To avoid double taxation, each seller along the way gets a credit for taxes paid at earlier stages of the production process. So the final tax to the consumer, at least in theory, is the same as a retail sales tax of the same amount.
The VAT has its virtues: As a single-rate, consumption-based system, much like the flat tax or national sales tax, it would introduce far fewer economic distortions than today’s income tax — and a heckuva lot less paperwork.
That would be a persuasive argument — if proponents wanted a VAT to replace the Internal Revenue code. But that’s not what’s intended by Volcker — or Senate Budget Committee Chairman Kent Conrad and House Speaker Nancy Pelosi, who’ve also been chatting up the VAT.

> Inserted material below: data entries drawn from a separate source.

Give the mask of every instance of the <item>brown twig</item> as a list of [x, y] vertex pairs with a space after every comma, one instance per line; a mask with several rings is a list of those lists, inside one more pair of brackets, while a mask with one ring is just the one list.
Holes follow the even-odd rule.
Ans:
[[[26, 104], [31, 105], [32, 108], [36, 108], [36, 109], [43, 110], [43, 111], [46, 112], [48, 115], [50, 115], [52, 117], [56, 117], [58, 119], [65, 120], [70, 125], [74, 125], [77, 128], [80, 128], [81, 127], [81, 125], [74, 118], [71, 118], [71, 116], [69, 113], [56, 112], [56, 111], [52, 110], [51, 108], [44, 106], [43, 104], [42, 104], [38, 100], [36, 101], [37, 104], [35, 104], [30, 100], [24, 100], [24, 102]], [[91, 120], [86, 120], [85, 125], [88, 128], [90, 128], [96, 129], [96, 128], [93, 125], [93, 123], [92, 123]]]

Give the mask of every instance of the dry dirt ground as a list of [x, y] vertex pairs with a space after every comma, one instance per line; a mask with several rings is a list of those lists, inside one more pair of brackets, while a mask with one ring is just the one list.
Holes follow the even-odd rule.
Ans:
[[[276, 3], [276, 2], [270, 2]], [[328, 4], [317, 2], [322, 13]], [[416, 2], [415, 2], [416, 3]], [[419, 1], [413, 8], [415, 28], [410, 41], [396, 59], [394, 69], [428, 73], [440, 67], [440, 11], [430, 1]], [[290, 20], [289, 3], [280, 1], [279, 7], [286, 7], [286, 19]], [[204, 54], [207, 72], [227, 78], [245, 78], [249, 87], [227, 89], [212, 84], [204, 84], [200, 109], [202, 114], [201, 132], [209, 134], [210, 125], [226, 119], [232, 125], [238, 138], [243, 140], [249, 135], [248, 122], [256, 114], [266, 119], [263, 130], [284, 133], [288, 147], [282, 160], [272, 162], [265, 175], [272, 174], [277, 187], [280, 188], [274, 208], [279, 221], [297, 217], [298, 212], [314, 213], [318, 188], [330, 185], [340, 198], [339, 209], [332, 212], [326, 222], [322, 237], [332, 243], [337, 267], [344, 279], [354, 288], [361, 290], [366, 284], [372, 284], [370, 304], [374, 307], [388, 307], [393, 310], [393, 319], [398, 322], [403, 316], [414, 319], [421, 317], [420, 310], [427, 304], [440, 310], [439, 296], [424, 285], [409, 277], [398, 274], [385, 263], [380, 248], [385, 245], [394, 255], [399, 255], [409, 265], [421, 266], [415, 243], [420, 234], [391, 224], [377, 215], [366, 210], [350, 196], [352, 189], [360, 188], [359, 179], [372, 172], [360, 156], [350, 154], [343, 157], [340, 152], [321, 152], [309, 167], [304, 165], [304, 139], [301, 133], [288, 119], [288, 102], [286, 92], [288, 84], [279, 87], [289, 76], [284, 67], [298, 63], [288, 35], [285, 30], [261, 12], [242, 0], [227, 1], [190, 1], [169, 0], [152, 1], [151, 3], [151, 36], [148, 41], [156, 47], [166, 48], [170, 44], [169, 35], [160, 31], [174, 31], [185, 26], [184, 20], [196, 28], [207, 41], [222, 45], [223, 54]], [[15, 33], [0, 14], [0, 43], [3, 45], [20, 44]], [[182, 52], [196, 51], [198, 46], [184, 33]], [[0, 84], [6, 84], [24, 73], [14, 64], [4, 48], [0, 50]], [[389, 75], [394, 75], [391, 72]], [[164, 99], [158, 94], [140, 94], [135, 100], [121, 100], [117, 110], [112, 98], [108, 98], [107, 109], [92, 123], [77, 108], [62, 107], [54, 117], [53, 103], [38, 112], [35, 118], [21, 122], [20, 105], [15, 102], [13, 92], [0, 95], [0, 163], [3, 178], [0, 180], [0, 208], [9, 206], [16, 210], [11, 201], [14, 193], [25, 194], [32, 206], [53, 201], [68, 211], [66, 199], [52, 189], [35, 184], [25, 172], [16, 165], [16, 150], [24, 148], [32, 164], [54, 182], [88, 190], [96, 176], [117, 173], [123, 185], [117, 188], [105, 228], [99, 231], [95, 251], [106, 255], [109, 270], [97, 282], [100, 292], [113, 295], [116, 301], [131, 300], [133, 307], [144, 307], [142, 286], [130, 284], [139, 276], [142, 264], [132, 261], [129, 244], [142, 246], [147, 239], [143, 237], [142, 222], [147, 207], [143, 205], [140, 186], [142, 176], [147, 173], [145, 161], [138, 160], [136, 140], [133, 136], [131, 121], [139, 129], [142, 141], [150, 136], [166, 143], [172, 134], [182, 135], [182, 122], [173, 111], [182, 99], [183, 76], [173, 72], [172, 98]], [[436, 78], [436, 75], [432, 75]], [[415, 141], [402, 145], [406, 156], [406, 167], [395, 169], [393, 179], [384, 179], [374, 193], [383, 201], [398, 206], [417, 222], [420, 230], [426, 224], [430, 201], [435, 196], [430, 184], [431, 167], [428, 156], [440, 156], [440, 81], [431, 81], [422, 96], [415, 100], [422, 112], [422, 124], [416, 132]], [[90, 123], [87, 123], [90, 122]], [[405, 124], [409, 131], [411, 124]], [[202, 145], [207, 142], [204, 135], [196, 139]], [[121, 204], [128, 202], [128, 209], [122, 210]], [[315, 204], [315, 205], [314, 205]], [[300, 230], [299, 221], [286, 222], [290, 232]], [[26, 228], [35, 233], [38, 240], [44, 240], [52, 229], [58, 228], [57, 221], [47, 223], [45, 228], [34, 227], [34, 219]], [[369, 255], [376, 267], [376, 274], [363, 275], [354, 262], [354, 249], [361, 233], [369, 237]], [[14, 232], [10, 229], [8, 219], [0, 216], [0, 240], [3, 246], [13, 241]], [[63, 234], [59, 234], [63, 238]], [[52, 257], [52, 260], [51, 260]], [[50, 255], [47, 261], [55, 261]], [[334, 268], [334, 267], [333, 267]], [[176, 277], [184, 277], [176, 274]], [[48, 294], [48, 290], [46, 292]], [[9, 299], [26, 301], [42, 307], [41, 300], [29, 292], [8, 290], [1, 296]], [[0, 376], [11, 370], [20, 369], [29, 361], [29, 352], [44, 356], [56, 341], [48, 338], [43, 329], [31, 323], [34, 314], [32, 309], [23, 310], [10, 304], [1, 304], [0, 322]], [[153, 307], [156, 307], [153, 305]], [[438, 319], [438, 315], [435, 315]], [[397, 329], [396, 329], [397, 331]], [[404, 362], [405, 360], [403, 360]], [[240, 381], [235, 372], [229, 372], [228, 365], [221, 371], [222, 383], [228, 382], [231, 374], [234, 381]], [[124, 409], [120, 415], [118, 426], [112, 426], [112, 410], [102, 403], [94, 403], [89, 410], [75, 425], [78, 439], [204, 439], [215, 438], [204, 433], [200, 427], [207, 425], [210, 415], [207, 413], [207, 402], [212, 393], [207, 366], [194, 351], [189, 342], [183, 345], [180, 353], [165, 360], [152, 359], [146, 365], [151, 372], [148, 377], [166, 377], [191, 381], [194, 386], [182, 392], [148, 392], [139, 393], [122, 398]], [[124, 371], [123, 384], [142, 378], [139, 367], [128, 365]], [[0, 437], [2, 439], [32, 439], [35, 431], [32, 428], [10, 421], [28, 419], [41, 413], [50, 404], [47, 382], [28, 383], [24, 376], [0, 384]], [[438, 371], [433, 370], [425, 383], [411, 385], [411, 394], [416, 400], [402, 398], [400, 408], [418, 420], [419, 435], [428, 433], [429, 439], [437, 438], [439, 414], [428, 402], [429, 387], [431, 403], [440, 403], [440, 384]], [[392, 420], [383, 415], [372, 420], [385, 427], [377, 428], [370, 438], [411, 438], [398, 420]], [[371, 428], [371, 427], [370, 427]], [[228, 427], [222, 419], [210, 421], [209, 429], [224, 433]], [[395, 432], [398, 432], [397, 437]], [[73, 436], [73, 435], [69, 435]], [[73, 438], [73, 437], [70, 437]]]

The politicians want a VAT, and they want to keep the income tax. (To be more accurate, they want a VAT and to raise other taxes as well.)
They want the cash, of course, so they can continue buying votes by spending other people’s money.
This decade already has seen a huge expansion of government. In the Bush years, federal spending rose from $1.8 trillion in 2001 to $3.5 trillion in the last Bush budget. Now President Obama is well on the way to doubling outlays yet again.
He has already saddled the economy with $800 billion of “stimulus” and a giant new health-care entitlement, and his proposals for next year will push the federal budget even higher.
Meanwhile, our aging population and the built-in growth in federal programs like Medicare, Medicaid and Social Security has a dramatic expansion in the size of government set to occur automatically in coming decades.
Simply stated, there’s no way to finance all this new spending without an added broad-based tax. But this is exactly why we should vigorously resist a VAT.
Blocking a VAT may not be sufficient to control the size of government, but it’s necessary. Handing Washington a whole new source of revenue would be akin to giving keys to a liquor store to a bunch of alcoholics.
The real-world evidence shows that VATs are strongly linked with both higher overall tax burdens and more government spending. In 1965, before the VAT swept across Europe, the average tax burden for advanced European economies (the EU-15) was 27.7 percent of economic output, versus 24.7 percent of GDP in the United States.
But the Europeans began imposing VATs in the late 1960s, and now the European Union requires all members to have a VAT of at least 15 percent. Good news has not followed. By 2006, the average tax burden for EU-15 nations had climbed to 39.8 percent, versus 28 percent in the United States.
The spending side? In 1965, pre-VAT, government spending in EU-15 nations averaged 30.1 percent of GDP, against 28.3 percent in the United States. By 2007, government spending consumed 47.1 percent of GDP in EU-15, significantly higher than the US burden of 35.3 percent.
Nor has the VAT stopped Europe from raising other taxes.
Taxes on income and profits consumed 8.8 percent of GDP in Europe in 1965 — below the US level of 11.9 percent. By 2006, the European burden had climbed to 13.8 percent of GDP, slightly higher than the 13.5 percent US figure. (The same trend holds for corporate-tax data.)
Today’s income-tax system is a nightmarish combination of class warfare and corrupt loopholes. But adding a VAT solves none of those problems, it merely gives politicians more money to spend and a chance to auction off a new set of tax breaks to interest groups. That’s good for Washington, but bad for America.